Как было бы хорошо отправиться вместе с ним на охоту. Уман Ик’Чилю хотелось посмотреть, как добывает зверя этот северный народ. Но времени нет. И к лучшему, что Шанук уходит…
Юноша уже выбрался, было, из шалаша, но вдруг вернулся, кинулся к Уман Ик’Чилю, посмотрел долгим серьезным взглядом. Потом решительно снял с себя бесценное ожерелье и надел на Уман Ик’Чиля.
— Это великий дар, Шанук, — благодарно произнес Уман Ик’Чиль. И, поскольку такой подарок не должен был остаться без ответа, снял с руки свой нефритовый браслет, отдал Шануку. Тот что-то говорил ещё на своём языке — Уман Ик’Чилю, огню…
А Уман Ик’Чиль всё думал о знаках Луны, он был уже мыслями в Чак’Баламе.
… Вверх по реке. Как он и ожидал, Кехчунха недалеко унесла его от потайного ручья. Скоро он увидел знакомые крутые пороги…
Он двигался быстро, с каждым шагом отдаляя от себя мысли о юном охотнике из северного племени. Позади, в шалаше у реки остались любопытные глаза, широкие скулы и простодушная улыбка. Трогательная восторженность и яростная ласка.
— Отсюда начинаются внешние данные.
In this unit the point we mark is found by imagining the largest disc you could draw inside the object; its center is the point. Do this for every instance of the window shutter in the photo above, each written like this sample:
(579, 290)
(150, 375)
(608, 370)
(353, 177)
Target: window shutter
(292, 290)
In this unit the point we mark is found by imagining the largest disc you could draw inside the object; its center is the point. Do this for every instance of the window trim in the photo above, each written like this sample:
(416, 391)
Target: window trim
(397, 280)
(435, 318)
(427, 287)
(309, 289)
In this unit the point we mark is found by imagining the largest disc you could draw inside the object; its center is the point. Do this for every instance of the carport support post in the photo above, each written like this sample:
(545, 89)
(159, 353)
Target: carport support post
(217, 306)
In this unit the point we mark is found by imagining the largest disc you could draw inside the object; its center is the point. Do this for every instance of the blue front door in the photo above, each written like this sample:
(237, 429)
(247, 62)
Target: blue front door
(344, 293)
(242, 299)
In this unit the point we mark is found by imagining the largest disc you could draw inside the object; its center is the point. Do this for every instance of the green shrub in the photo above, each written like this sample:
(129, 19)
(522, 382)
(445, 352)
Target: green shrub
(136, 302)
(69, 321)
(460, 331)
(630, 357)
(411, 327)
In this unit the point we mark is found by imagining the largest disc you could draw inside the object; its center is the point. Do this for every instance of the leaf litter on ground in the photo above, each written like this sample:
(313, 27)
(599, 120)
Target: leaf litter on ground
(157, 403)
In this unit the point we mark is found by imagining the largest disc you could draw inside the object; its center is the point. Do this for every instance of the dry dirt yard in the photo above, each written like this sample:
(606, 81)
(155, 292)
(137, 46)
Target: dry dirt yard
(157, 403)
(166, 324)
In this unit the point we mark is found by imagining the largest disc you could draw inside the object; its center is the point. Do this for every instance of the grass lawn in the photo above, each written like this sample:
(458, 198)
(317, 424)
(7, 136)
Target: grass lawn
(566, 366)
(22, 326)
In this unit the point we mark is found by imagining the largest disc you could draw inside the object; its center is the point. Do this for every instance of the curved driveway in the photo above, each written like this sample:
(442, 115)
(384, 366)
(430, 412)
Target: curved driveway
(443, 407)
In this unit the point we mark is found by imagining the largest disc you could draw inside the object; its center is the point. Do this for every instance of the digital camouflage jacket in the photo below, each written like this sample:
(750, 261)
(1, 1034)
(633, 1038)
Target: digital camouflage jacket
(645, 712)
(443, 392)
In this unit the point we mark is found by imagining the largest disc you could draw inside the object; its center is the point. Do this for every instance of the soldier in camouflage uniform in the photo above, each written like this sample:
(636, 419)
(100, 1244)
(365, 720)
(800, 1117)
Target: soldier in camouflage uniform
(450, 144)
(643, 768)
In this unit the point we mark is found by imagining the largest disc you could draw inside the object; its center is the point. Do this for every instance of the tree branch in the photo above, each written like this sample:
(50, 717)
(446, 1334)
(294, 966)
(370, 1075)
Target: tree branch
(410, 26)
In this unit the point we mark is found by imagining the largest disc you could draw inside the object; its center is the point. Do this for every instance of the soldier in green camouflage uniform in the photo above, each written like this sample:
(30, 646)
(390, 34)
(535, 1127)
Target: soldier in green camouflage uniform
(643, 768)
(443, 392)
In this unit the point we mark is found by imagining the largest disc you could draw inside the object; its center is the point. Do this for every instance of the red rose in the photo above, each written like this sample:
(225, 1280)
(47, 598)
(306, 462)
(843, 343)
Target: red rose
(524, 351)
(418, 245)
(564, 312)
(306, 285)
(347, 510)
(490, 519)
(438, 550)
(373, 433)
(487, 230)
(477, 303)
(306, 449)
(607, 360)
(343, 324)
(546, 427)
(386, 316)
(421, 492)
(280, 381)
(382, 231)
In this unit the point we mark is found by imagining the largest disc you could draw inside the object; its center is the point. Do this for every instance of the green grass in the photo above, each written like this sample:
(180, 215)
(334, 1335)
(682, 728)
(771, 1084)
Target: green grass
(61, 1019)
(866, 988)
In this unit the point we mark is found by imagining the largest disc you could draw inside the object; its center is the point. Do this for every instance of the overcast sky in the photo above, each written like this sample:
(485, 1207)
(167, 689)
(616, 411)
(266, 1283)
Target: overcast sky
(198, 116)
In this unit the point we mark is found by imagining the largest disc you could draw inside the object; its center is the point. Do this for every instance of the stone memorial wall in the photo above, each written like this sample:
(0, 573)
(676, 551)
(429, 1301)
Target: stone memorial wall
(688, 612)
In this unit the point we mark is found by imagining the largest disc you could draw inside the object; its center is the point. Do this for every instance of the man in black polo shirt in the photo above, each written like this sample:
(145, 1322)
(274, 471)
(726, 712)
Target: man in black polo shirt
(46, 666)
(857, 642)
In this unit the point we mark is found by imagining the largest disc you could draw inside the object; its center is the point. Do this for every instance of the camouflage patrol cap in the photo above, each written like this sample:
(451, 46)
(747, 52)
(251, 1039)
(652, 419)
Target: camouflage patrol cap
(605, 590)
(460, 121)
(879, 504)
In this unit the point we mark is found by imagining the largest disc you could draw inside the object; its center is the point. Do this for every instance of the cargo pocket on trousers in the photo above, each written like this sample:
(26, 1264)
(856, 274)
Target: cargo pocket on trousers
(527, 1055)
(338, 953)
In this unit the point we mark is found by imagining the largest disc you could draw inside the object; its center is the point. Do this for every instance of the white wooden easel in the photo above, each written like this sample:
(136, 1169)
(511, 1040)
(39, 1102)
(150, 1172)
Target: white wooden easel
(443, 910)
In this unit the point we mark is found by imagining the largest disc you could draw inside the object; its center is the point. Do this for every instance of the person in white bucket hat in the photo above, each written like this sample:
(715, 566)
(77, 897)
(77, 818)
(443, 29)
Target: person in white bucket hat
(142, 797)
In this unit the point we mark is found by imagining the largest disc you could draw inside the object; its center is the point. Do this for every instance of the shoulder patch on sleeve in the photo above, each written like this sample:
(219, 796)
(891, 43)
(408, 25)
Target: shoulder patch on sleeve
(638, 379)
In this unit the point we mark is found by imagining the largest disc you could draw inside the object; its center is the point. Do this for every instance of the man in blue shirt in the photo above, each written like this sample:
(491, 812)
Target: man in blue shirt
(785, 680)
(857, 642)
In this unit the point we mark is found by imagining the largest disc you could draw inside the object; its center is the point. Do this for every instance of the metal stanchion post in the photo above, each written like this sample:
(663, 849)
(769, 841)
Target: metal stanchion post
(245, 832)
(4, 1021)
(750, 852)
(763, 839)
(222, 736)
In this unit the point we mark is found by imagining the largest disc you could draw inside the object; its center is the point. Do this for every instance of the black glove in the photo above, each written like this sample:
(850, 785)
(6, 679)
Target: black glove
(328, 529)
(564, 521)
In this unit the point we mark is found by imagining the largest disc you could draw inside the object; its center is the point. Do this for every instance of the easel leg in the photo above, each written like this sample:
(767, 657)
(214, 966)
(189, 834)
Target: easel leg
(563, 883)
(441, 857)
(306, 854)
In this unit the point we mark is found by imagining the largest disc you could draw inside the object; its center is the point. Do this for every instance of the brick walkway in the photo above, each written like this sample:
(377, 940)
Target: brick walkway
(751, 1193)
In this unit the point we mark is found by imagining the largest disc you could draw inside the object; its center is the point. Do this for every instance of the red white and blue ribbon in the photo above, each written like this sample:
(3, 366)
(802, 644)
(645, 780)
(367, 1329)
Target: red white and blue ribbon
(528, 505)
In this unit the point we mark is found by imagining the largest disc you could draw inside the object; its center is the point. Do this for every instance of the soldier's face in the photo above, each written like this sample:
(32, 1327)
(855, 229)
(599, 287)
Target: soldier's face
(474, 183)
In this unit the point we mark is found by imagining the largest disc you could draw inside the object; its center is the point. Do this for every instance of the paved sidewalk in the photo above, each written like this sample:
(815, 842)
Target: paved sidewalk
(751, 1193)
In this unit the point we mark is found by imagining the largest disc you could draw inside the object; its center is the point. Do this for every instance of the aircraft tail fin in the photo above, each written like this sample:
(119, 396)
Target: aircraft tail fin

Позади… Уман Ик’Чиль оставил всё это там же, где нашел, уйдя налегке. Он видел путь. Он поднимался по ступеням в небеса. Было лишь немного грустно. Оттого, что больше никто не посмотрит на него так… И ещё оттого, что не выполнил обещание — не поймал большую рыбу.
8. Кровь богов
Обратный путь по желобу оказался несравнимо легче. На этот раз ползти надо было по течению ручья, а когда дорога изгибалась — теперь уже вниз — Уман Ик’Чиль просто отталкивался и скользил. Когда очутился снова в чаше колодца и поднялся к поверхности черной мутной воды, в Чак’Баламе была ночь, как он и рассчитывал. Он смотрел вверх — и видел тонкую серебряную дугу. В точности, как показал ему змей видений…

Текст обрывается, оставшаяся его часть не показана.